China's tug-of-war with Dalai Lama

August 29, 1993|By Robert Benjamin | Robert Benjamin,Staff Writer

XIGAZE, China -- Preserved in saffron, coated with gold leaf and still wearing his gold watch, the body of the 10th Panchen Lama sits in the lotus position in a glass case inside the Tashilhunpo Monastery.

By the dim light of yak butter lamps, squads of monks chant sutras -- as they have around the clock for more than four years since the death of Tibetan Buddhism's second-highest leader.

After this month, this remarkable scene will disappear: His body will be sealed inside an ornate stupa, or soul tower, on which the Chinese government has spent more than $10 million.

The 10th Panchen Lama was a complex figure who suffered at times for opposing China. At other times, he was a pawn in Beijing's efforts to subdue Tibetan nationalism by controlling Tibetan Buddhism.

Hailed as patriot

He is hailed as a patriot by the Chinese government -- as opposed to the exiled Dalai Lama, Tibetan Buddhism's highest leader and the 1989 Nobel Peace Prize winner, whom China reviles for seeking Tibetan independence.

So officials earlier this month eagerly provided one of the last viewings of the 10th Panchen Lama's remains and showed off his lavish final resting place.

The cozy relationship between Beijing and this 500-year-old monastery in Tibet's second-largest city buttresses the Chinese government's rule over Tibet and its claim that Tibetans enjoy religious freedom.

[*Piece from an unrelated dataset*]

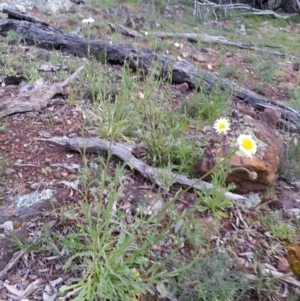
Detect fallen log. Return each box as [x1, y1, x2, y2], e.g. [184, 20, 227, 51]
[38, 136, 245, 201]
[1, 7, 300, 129]
[107, 23, 287, 57]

The current search for the 10th Panchen Lama's reincarnation -- a secretive process run by monks under China's ultimate authority -- further strengthens Beijing's hand.

China has said the final choice of the "soul boy" must meet its approval, starting with the demand that he come from Tibet or another part of China and not from among Tibetan exiles, who are apt to be independence advocates.

Another patriot

As with the 10th Panchen Lama, the 11th can be expected to be a Chinese patriot, an arrangement of apparent benefit to Tashilhunpo Monastery.

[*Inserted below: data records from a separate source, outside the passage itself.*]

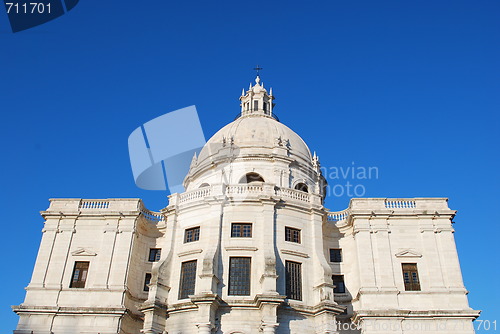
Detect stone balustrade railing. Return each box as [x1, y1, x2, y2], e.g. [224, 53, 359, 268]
[348, 198, 449, 211]
[79, 200, 110, 209]
[327, 210, 350, 222]
[226, 184, 264, 195]
[46, 199, 165, 223]
[276, 187, 310, 202]
[174, 183, 312, 206]
[179, 186, 212, 204]
[384, 199, 416, 209]
[139, 208, 165, 222]
[325, 198, 451, 223]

Tashilhunpo now has 780 monks -- only about 20 percent of its total before the Chinese takeover of Tibet in the 1950s, but a much higher percentage than Tibet's other monasteries.

While not entirely rebuilt from the destruction of the 1966-1976 Cultural Revolution, the monastery is said to be in better condition than any other.

"We don't need conflict;, we need peace," says Qazha Qamba Chila, who heads Tashilhunpo.

China particularly keeps a tight rein on the three great monasteries in the Lhasa area, all loyal to the Dalai Lama and long sources of opposition to Chinese rule. Their numbers of monks are limited to 10 percent or less of their levels in the 1950s.

Monks from one of the three, Drepung Monastery, often turn up in independence protests and on lists of Tibetan political prisoners. Once the world's largest monastery with about 8,000 monks, Drepung now has only about 600.

Officials aren't eager to show off Drepung. They only allow a closely monitored interview with the head of the monastery's "democratic management" committee, a group of monks that deals with the government on financial matters.

Loathes Chinese rule

But a reporter who managed to talk privately with five other Drepung monks found that each loathes Chinese rule and wants

China to leave Tibet.

These conversations can be taken two ways: as signs of Chinese repression and of the degree to which an independent religious culture persists in Tibet.

This halfway situation stems from China's apparent conclusion that it cannot gain a firmer hold over Tibet by actively repressing so deeply rooted a religion as Tibetan Buddhism. China simply tries to prevent it from re-emerging as a political force.

The Chinese strategy now seems to be to outlast the Dalai Lama, who despite growing international prestige is no closer to achieving Tibetan independence. Over time, China hopes, he may become less important to Tibetans raised since he fled to India in 1959.

But Tibetan reverence for the Dalai Lama does not seem to be waning.

Though the Dalai Lama remains central to Tibetan life, he can't return to Tibet unless he stops seeking independence. This standoff points to an ultimate crisis: If the 58-year-old living god dies in exile, China likely would assert authority over the search for his successor.

And unlike the current search for the new Panchen Lama, this would be actively opposed by Tibetan exiles -- creating a dangerous conflict that could leave Tibetan culture rudderless and open to more tragedy.